S'il est une première chose remarquable avec cette parution chez Sonatine, outre le très bel habillage de l'ouvrage, c'est le difficile équilibre obtenu dans la rédaction de la quatrième de couverture qui parvient à provoquer l'envie avec une très vague idée du contenu et sans (presque) rien en dévoiler. La seconde, ce sont les 540 pages d'un récit qui, justement, gagnent à n'être découvertes que lors de leur lecture. Aussi, donner une image du roman et le commenter en se contentant des premiers paragraphes est-il une gageure. Relevons-la.
Le roman s'ouvre au petit matin en compagnie du narrateur, perdu dans une épaisse forêt, amnésique, apparemment menacé par un assassin et témoin d'un meurtre. La forêt occupe un vaste domaine britannique avec au centre un château, gothique à souhait, dans lequel se déroule l'histoire. Les invités du château, une galerie de personnages qui n'a rien à envier à un roman d'Agatha Christie, s'éveillent et commencent à s'activer pour cette journée au temps maussade. Et dans quelques chapitres, il sera question de boucle temporelle...
Sans trahir davantage la suite du récit, on peut encore ajouter que Stuart Turton signe là un superbe premier roman, qui colle au plus près de ce narrateur qui va devoir percer le brouillard (au sens propre comme au figuré) pour tenter de comprendre qui il est, ce qui lui arrive et ce qui se trame autour de lui. Le style est épuré et le lecteur va suivre chaque pas et chaque pensée de Aiden Bishop (puisqu'il est nommé dans le résumé) ; ses interrogations, ses doutes, ses épreuves, et ses douleurs. Car celui-ci ne connaîtra pas de répit, passant de la panique à la persévérance, de l'abattement à la rébellion contre sa situation.

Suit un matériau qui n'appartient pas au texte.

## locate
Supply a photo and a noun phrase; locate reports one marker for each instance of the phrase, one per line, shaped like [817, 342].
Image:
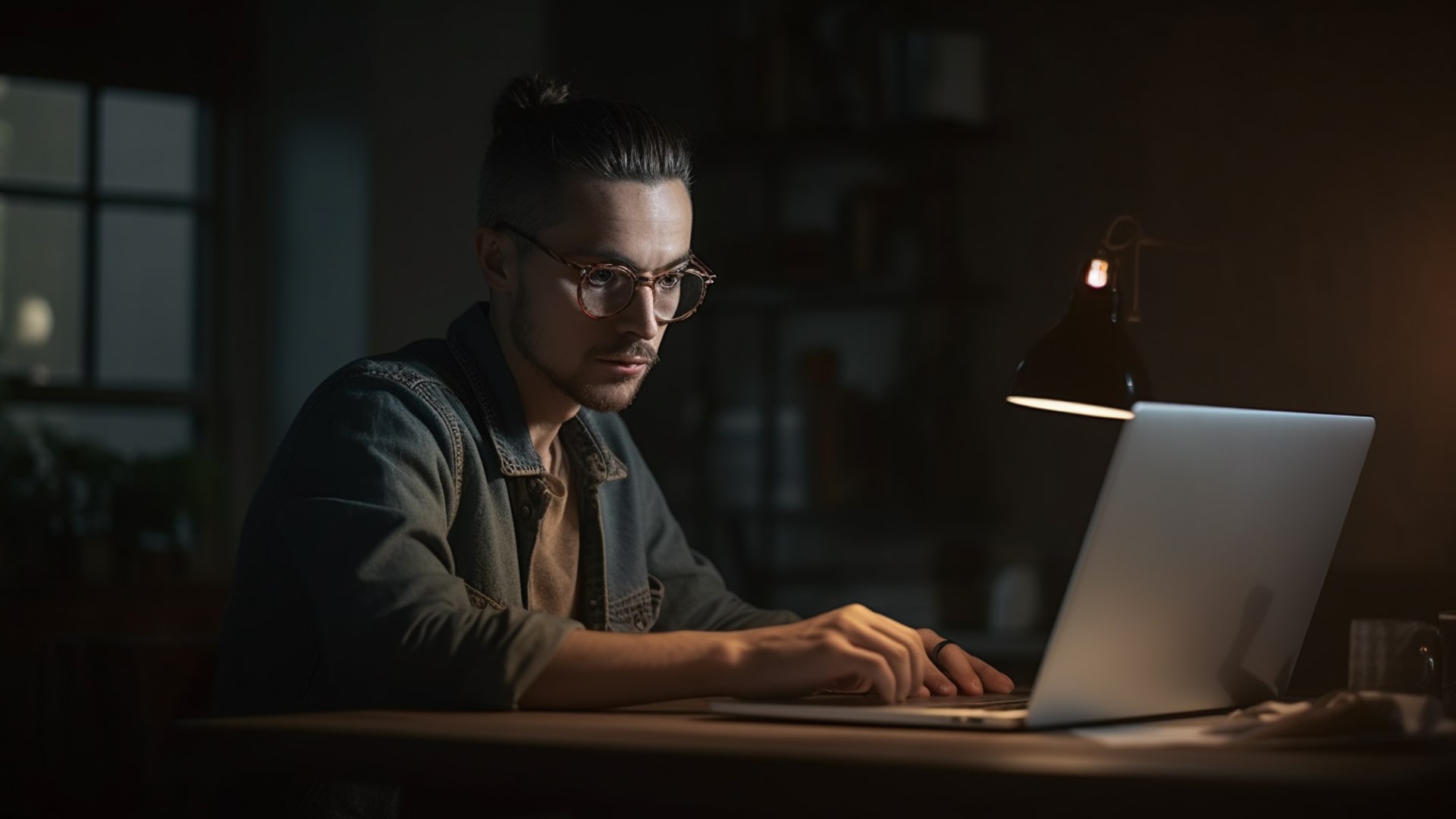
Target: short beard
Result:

Difficile d'en dire plus sans en dévoiler davantage. Et donc, si vous n'avez pas lu le livre, vous êtes chaleureusement invité à cesser ici toute lecture. Vraiment. Car si l'on sait déjà qu'il sera question de répétition temporelle, les modalités en sont explicitées à la page 94 : Bishop revit ces vingt-quatre heures dans la peau d'un personnage différent à chaque fois. Le meurtre qui va avoir lieu est la raison de sa présence et il a devant lui huit jours, et donc huit personnalités différentes, pour découvrir le meurtrier.
Or, si l'une des limites du roman policier réside dans ses archétypes, depuis le vieux militaire jusqu'au jeune vaurien de bonne famille, en passant par la séductrice, la vieille chouette indiscrète ou le médecin débonnaire, invariants d'un bout à l'autre de l'histoire, Turton joue ici avec cela en modifiant intelligemment le comportement de Bishop au gré de ses incarnations. Que ce soit par ses capacités physiques ou sa façon de penser, chaque corps va peser sur sa progression d'une manière toute particulière. Et alimenter son questionnement sur sa propre vie. Car l'énigme, classique, se double d'un second questionnement, fantastique celui-ci : quel est ce lieu ? Comment et pourquoi Bishop est-il arrivé ici ? Qui était-il avec d'être amnésique et sensible à des sentiments qui sont en partie ceux de ses hôtes ?
L'enquête va s'avérer particulièrement retorse. On devinera bien un élément ou deux lorsque l'on est adepte du roman à énigme, mais cette journée cache beaucoup de mystères et l'écheveau des relations entre les personnages est particulièrement épais. Et s'il se trouve en deux ou trois occasions que l'on tique sur un horaire étrange, sur un événement qui semble incompatible avec une précédente version, l'ensemble est si précis et si bien ficelé que l'on fait grâce à l'auteur de ce détail et qu'on accepte volontiers l'erreur comme une étourderie personnelle. Qui plus est, Turton sait faire monter la tension jusqu'à un dénouement dont on dira seulement qu'il clôt de belle manière le récit, en démêlant tous les fils, en conservant l'atmosphère des lieux, sans apporter d'élément fantastique ou de science-fiction superflu.
Si vous êtes arrivé jusqu'ici sans avoir lu Les Sept Morts d'Evelyn Hardcastle, malgré les recommandations émises plus haut, réjouissez-vous : il y a encore beaucoup à découvrir sur ce livre qui interroge la mémoire, le jugement, la connaissance de soi ou encore la possibilité de la rédemption. Un roman impressionnant, au sens propre, tant il marque l'esprit et laisse un profond sentiment de mélancolie et un grand vide une fois la dernière page tournée.